Григоренко улыбнулся:
- Михаил Петрович, я пришел проведать вас, узнать о вашем здоровье, а вы - о плане...
- Поправляюсь... В норму вхожу... Диету расширяю...
- Может, в отпуск после больницы? Взять бы путевку в Трускавец или в Моршин? А?
- Нет, нет.
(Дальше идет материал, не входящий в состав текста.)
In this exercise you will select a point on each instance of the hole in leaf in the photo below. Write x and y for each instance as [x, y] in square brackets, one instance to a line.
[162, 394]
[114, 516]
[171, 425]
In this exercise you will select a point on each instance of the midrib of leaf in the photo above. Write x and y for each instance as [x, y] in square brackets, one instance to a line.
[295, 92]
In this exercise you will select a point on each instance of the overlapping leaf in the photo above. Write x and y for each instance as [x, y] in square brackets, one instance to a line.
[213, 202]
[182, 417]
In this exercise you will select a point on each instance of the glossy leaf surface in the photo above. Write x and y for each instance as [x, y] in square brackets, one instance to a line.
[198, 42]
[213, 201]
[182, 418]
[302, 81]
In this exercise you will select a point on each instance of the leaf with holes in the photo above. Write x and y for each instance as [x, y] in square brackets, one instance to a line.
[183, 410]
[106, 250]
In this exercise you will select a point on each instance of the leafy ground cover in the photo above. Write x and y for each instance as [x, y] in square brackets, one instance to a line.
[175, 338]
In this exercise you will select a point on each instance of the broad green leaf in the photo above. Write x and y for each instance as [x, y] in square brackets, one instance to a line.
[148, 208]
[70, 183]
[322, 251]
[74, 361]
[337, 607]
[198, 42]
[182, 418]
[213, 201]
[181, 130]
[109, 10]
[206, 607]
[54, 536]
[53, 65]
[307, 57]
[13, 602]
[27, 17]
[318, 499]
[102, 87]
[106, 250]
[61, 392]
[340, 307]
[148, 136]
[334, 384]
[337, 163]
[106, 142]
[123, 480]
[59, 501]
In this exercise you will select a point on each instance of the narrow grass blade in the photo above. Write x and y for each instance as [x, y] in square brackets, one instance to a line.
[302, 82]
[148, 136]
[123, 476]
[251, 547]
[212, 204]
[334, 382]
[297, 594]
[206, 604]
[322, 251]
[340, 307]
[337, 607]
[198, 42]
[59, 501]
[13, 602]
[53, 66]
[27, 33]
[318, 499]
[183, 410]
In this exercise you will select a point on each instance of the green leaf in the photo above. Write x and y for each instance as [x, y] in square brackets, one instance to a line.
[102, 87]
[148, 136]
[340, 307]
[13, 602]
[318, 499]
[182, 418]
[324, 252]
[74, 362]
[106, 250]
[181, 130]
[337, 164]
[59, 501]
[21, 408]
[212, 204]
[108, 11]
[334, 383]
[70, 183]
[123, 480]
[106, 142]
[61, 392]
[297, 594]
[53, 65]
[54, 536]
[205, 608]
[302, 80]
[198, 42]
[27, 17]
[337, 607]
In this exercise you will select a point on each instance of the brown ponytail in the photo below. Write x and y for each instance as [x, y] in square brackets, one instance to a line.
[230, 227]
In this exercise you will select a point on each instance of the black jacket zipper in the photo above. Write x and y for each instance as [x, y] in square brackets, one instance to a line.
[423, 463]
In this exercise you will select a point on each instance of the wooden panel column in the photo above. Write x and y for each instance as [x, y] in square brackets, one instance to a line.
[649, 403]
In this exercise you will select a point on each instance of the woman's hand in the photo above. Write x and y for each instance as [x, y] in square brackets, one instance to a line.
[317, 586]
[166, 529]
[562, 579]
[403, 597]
Только не теперь... Я ведь по глазам вижу, Сергей Сергеевич, что у вас на уме другое.
- Что же, по-вашему?
- То, что и у меня, - дела комбината... Давайте о них и побеседуем.
- Ну что ж, рад поговорить по душам... Скажите, Михаил Петрович, почему комбинат из года в год отстает?
Они сели в кресла, покрытые чехлами из белого полотна.
- Причин много, Сергей Сергеевич. Одна из первых, на мой взгляд, в том, что на комбинате не было хорошего хозяина. Отсюда - неорганизованность, низкая трудовая дисциплина, расхлябанность... Затем: на первичном дроблении стоят маломощные дробилки, которые от нашего гранита расползаются по швам. Ставить мощную дробилку боятся - план сразу вдвое увеличат. С добычей тоже отстаем. Как видите, заколдованный круг.
- Все же прежний директор настаивал на установке дробилки ЩКД-8. Я читал его письма в министерство.
- Настаивал, но в главке его не поддержали. Может, и сам не очень добивался... Кадры наши знаете какие?! В карьер не каждый пойдет: работа не из легких. Идет тот, у кого трудовая книжка не в порядке. Значит - либо лодырь, либо летун, а не то и хулиган... Извините за откровенность, но так оно и есть: толку от них мало, а хлопот не оберешься. Вот и миримся. Ничего не поделаешь - план-то надо выполнять.
- Понятно, - вздохнул Григоренко, помолчал, раздумывая, а затем спросил: - Так вы за то, чтобы поставить мощную дробилку, Михаил Петрович?